Touch me now! No, not you. The other one.

I can't f*cking believe it.

I gave up on Mr. Dapper. I should have known that would be exactly when he'd throw me a crust. And now, I'm in trouble.

Once I started feeling like a experiment (i.e. Exactly how long will a 29-year-old female follow a feral male's trail of crumbs?), I stopped responding to his little touch-base emails and meatless voicemail. I pretended I was too busy for him. I was too busy. Too busy healing my wounded ego.

But he found me. He found me at my favourite Italian cafe. Everyone's favourite cafe. My safe spot. I played it as cool as I could (not very) and filled the air with more stories of things that matter not. Tales of last weekend's party. What so-and-so said that was funny. Anything.

Then, as we prepared to leave and part ways, I busied myself chatting with an aquaintance, and let Mr. Dapper wait. And wait. I intended my behaviour to say, I have more important people to do. But, my body betrayed me by screaming, Touch me!

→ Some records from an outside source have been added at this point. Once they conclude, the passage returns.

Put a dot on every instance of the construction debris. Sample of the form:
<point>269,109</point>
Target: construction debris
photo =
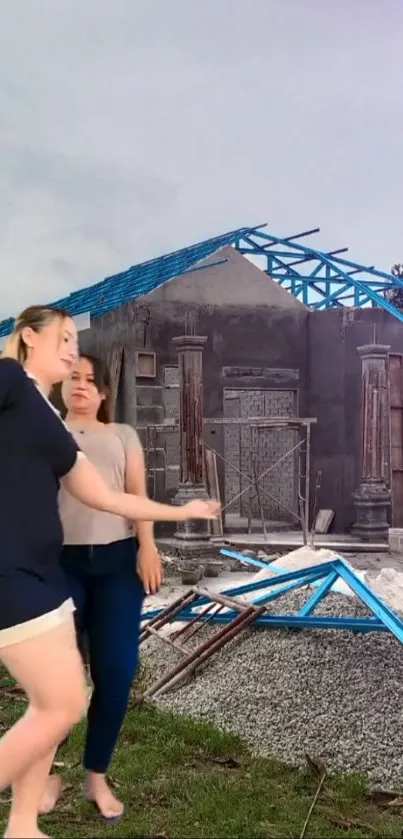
<point>334,694</point>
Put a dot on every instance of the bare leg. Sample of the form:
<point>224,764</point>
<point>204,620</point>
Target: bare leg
<point>50,671</point>
<point>27,792</point>
<point>51,794</point>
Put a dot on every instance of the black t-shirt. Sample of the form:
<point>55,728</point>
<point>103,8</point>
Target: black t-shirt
<point>36,450</point>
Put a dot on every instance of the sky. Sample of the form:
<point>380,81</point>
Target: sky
<point>131,128</point>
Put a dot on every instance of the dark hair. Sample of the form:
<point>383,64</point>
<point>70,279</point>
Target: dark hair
<point>103,384</point>
<point>35,317</point>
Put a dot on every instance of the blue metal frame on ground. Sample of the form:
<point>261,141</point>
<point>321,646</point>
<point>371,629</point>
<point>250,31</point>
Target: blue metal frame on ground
<point>383,619</point>
<point>320,279</point>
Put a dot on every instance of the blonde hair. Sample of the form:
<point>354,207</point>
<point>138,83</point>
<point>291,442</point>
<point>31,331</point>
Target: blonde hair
<point>34,317</point>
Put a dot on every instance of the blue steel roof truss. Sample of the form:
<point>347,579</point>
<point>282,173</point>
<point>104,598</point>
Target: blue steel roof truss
<point>323,577</point>
<point>319,279</point>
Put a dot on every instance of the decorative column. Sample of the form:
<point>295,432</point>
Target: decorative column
<point>190,356</point>
<point>372,499</point>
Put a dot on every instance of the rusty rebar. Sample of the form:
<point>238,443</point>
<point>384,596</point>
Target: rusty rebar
<point>168,613</point>
<point>198,654</point>
<point>216,643</point>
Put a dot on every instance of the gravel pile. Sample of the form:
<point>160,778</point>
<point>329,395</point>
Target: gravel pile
<point>331,694</point>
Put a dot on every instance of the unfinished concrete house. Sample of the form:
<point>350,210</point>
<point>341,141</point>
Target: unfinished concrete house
<point>290,382</point>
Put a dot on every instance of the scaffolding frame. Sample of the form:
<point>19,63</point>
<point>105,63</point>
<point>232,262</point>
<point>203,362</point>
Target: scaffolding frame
<point>302,448</point>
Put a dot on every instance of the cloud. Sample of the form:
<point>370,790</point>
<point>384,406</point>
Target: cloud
<point>129,129</point>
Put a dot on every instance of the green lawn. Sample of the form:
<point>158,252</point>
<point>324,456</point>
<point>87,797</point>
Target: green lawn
<point>183,779</point>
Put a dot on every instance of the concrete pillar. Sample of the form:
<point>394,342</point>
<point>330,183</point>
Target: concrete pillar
<point>372,499</point>
<point>192,485</point>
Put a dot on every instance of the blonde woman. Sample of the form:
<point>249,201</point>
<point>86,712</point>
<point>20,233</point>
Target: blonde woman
<point>37,634</point>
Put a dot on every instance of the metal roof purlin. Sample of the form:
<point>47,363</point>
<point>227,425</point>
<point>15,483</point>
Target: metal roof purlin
<point>330,281</point>
<point>327,283</point>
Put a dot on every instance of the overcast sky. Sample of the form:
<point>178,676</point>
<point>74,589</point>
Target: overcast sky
<point>129,128</point>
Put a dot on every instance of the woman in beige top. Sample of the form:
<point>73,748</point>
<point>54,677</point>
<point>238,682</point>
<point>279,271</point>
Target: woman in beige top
<point>109,563</point>
<point>37,637</point>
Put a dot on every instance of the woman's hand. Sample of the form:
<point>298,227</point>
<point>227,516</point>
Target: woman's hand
<point>199,510</point>
<point>149,567</point>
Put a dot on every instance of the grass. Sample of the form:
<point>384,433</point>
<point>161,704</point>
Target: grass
<point>181,779</point>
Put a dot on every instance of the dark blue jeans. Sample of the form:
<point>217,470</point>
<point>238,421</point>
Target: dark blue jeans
<point>108,596</point>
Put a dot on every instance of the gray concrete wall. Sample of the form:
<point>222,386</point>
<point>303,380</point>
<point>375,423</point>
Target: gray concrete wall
<point>334,397</point>
<point>257,339</point>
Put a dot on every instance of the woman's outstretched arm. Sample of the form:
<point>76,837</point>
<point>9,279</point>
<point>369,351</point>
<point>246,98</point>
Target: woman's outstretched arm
<point>86,484</point>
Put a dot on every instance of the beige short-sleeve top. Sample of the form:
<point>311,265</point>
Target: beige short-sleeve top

Touch me!

Eventually, he told me he was leaving, and asked what I planned to do later that night. Ohnononononono! I fell for that one before. I didn't assume he was asking me out. Still, he called to tell me he'd be at a going away party for a friend, and that he'd like me to drop by. I played it cool(ish)...again, and told him I'd be busy with other friends, despite the fact that I was desperate to see him. To have him try to win me again.

Good-bye romance. Enter strategy, ego salvaging and self-consciousness.

Then it happened. Finally, he hinted at a real date, and asked what I would be doing Saturday. Yesssssssssssssssssssssssssssss, I heard echoing in the void where my heart once resided. Shhhhhhhhhhhhhhhhhhhhit, said my head. I have to go to an art show, I explained. I'll come with you, he reasoned. I would have said yes to anything. After hanging up, my head reprimanded my heart for getting me in a pinch. It didn't matter. My heart was too far gone to listen.

An art show? It's a goddamn vernissage hosted by the other man I am sleeping with. The one who actually likes me; who blows off work to spend time with me. The guy who made me a mixed CD! The guy who looks at me longingly, and long enough that he makes himself uncomfortable, and I blurt, "We're not dating!"

We're not. I care about him, but I'm not instinctively attracted to him. Still, I catch myself sleeping with him, enjoying the sex, and reminding him that we are still not dating. Enter the guilt. Honestly, I would drop him in a second for a real chance with Mr. Dapper. Until then, I'll enjoy his company and pray that he won't hate me before the end of all this. I mean, he's had fair warning, right? Right?

Ouch.

This poor artist is to me what I am to Mr. Dapper. Filler. A friend. Fun. A fuck. I feel sorry for him.

*sigh*

I have to go to the art show. Alone.